Photo of machinery room inside UO power plant

Campus Planning and Facilities Management (CPFM) will focus on direct efforts to reduce University of Oregon’s scope 1 and 2 emissions. These emissions result from heating, cooling, lighting, and electric loads in campus buildings. Other relevant offices in the Vice President for Finance and Administration (VPFA) portfolio will offer programs to help the campus community reduce their emissions from commuting, travel, purchasing, and other areas (scope 3 emissions).

The updated Climate Action Plan (CAP) identifies the following actions to be completed no later than 2024. (Some have been completed and others are underway.) Some of these actions produce direct emissions reductions, while others build capacity to manage and reduce emissions. Progress updates and reports will be posted here.


Steam tunnel re-insulation project - The steam distribution system, maintained by Utilities and Energy, includes more than eight miles of pipes. During the summers of 2017 and 2018 staff accelerated a project to replace hazardous asbestos insulation with high efficiency insulation. This $750,000 project reduced heat loss in campus tunnel system, resulting in:

  • Reduced natural gas consumption at the Central Power Station steam plant.
  • Annual reduction in GHG emissions of approximately 200 Metric Tons. 
  • Annual utility cost avoidance of approximately $150,000.
  • Steam tunnels now tend to be cooler and safer for maintenance workers.

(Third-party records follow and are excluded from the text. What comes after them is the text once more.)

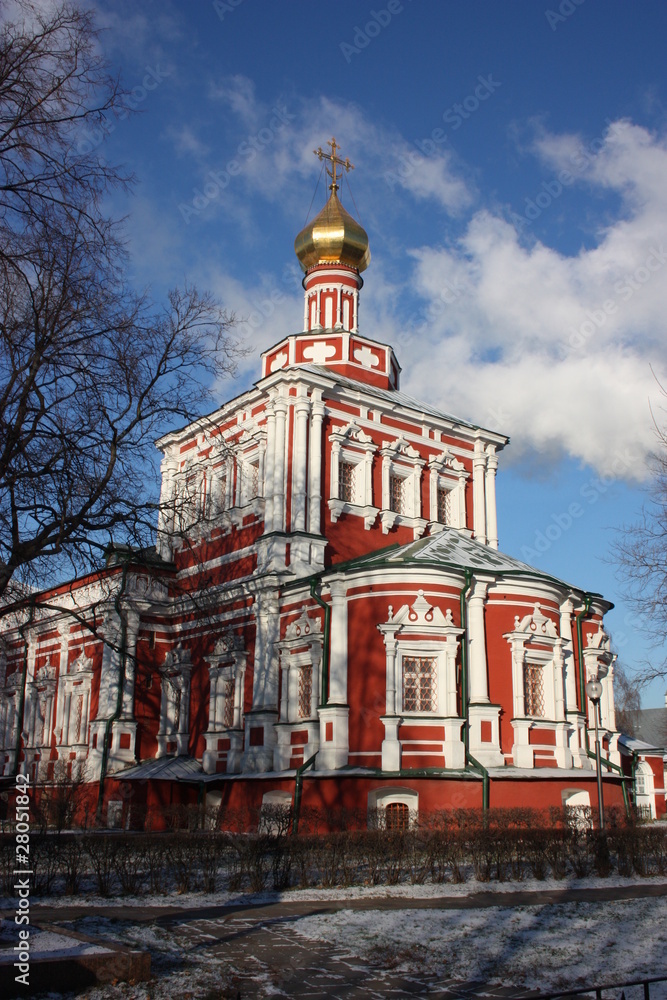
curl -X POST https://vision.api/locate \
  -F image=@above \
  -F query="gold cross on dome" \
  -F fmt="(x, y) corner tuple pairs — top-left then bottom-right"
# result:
(313, 137), (354, 191)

Establish and fill energy manager position - Boz Van Houten was hired in Fall 2018 as University of Oregon’s energy manager. Prior to this position, he spent four years as Oregon Health Sciences University’s energy manager. Other relevant experience includes 15 years working for SOLARC, a local energy engineering firm.

Establish enterprise Energy Management Program - The primary goal of the Energy Management Program is to drive down costs and risks associated with the production, delivery and use of steam, chilled water, electricity, and other utilities. The program also supports university leadership in decision-making and planning by providing information from utility-related data products. The program will be guided by a strategic energy management plan. Key program elements will include procurement, metering, data management, performance monitoring, budgeting, opportunity analysis, and energy efficiency project support. The energy manager is responsible for the design, development and effective implementation of the Energy Management Program.    

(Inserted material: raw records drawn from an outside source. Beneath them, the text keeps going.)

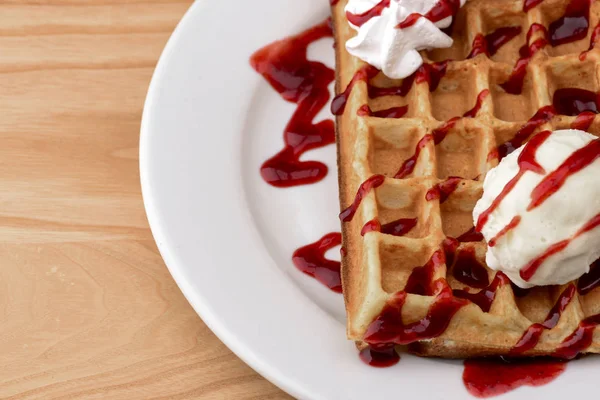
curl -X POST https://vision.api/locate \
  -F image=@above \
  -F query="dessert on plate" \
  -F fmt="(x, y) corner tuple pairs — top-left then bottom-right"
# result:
(331, 0), (600, 358)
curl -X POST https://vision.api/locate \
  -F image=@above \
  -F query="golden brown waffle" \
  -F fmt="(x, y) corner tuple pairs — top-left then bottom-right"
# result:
(332, 0), (600, 358)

Re-launch energy revolving fund - In 2011, UO created a revolving loan fund with a $50,000 per year commitment. Its purpose was to support campus energy efficiency work. However, it was under-utilized. In 2018, the program was renamed and relaunched with clear processes needed to make funding decisions. A webpage with energy revolving fund program details will be published soon.

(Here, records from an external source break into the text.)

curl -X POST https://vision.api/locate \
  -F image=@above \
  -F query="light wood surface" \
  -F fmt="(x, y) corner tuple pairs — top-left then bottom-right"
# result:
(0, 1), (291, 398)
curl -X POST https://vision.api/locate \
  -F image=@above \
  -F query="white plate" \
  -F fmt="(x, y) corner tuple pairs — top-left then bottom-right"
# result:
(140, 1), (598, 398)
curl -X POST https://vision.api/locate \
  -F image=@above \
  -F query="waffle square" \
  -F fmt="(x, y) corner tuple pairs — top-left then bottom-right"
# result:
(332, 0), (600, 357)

Building Optimization Program – This collaboration between CPFM and the Energy Studies in Buildings Lab will optimize heating and cooling in campus buildings. This program will reduce energy, emissions, cost, and complaints associated with automated delivery of heating and cooling services, and improve comfort in offices and classrooms. A critical component of the program is re-calibrating sensors, which will further efforts to improve building scheduling, monitor building performance against energy benchmarks, and identify maintenance needs. This action will improve data collection and accuracy. A pilot-level project was completed in the HEDCO building in 2018. Optimization processes are being refined and new buildings are being identified and prioritized for this program. A progress report will be available soon.